ダルマという伝説は禅宗の祖としてのダルマと、民間信仰としてのダルマという二つの姿があります。

 

民間信仰としてのダルマは“ダルマの民俗学”吉野裕子著(岩波新書)が陰陽五行の思想から簡潔明快に解説しています。

ダルマは五行の「火」の象徴として日本では考えられた。農業における日照や、火の上方志向による開運と結びついた。一年の初めとしての正月を五行の理に適った方法で迎えることが、関東でのダルマ市となったようです。関西では商売繁盛の上方志向とも相性が良かったようだ。ダルマの「赤色。三角。巨大な目。物言わぬ口」それは五行の火気として感得された。
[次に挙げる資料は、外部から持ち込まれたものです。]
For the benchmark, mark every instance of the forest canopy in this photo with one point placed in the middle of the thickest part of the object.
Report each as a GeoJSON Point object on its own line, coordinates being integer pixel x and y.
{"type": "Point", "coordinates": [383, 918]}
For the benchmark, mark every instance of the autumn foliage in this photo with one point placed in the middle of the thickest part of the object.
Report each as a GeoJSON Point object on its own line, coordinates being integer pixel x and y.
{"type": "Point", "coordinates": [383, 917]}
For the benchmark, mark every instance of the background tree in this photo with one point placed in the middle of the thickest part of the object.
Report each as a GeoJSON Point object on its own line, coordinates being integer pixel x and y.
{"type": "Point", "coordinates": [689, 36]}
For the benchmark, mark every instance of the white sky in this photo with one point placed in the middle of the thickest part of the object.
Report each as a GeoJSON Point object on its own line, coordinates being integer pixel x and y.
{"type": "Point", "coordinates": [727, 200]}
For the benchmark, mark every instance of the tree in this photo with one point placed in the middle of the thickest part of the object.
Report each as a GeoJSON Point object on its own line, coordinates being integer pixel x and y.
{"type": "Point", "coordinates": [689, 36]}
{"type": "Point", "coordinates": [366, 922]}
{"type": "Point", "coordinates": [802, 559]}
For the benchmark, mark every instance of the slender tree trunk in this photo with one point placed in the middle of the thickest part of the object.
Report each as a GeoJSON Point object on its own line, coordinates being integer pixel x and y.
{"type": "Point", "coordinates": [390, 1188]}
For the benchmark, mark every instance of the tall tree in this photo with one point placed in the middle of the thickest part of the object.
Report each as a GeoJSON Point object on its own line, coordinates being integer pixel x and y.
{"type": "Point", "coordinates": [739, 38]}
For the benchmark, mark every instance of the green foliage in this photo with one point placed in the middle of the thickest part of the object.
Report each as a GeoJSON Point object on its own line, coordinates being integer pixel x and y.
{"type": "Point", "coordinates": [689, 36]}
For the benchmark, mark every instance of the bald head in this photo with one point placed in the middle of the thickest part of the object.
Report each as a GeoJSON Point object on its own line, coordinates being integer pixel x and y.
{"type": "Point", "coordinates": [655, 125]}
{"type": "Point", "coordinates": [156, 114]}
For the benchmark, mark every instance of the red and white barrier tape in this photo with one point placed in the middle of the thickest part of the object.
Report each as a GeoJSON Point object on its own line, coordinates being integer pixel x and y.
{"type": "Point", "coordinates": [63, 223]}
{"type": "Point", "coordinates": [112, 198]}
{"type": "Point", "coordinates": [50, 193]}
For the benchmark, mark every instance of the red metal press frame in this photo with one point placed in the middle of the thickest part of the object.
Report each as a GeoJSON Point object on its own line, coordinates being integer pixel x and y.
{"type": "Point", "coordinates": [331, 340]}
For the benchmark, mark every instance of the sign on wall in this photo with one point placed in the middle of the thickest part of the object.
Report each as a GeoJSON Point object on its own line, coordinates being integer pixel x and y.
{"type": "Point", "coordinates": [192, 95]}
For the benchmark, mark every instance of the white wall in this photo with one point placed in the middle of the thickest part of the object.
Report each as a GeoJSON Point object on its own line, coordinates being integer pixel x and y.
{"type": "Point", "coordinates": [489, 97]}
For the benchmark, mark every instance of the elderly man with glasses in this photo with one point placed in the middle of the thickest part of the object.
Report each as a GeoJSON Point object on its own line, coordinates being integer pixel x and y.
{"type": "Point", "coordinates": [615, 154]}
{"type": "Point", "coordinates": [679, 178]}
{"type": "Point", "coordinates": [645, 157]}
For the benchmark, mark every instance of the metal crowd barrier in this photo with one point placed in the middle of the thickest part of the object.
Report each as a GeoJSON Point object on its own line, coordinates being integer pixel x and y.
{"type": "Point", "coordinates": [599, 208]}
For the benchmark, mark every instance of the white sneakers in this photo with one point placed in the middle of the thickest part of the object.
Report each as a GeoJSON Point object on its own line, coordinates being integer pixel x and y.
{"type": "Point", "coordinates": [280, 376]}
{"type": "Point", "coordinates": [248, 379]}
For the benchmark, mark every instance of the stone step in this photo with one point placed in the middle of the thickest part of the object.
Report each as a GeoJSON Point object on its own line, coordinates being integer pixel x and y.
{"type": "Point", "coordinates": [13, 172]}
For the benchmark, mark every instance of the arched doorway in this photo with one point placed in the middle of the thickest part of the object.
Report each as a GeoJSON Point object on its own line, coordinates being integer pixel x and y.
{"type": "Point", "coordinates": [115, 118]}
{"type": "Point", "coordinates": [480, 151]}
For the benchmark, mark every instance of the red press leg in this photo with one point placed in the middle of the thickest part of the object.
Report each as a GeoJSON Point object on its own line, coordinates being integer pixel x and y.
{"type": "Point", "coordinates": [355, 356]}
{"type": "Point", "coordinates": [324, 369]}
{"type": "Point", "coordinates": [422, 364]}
その解説は本書を読んでもらいたい。

 

中国、春秋戦国時代(紀元前770〜紀元前221)の陰陽五行思想が現代日本の私たちの生活の隅々にまで浸透していることを思うと、歴史という業(行為は必ずその結果をもたらし、また現在の事態は必ずそれを生む行為を過去に持っているとする思想)と因縁(事物を生ぜしめる内的原因である因と外的原因である縁)を感じざるを得ない。

日本で陰陽五行思想が違和感なく受け入れられたのは、陰陽五行が発生した黄河流域と日本の緯度がほぼ等しく、日本の自然の推移によく見合った為と考えられます。日本の稲作漁撈文化の琴線に触れたのでしょう。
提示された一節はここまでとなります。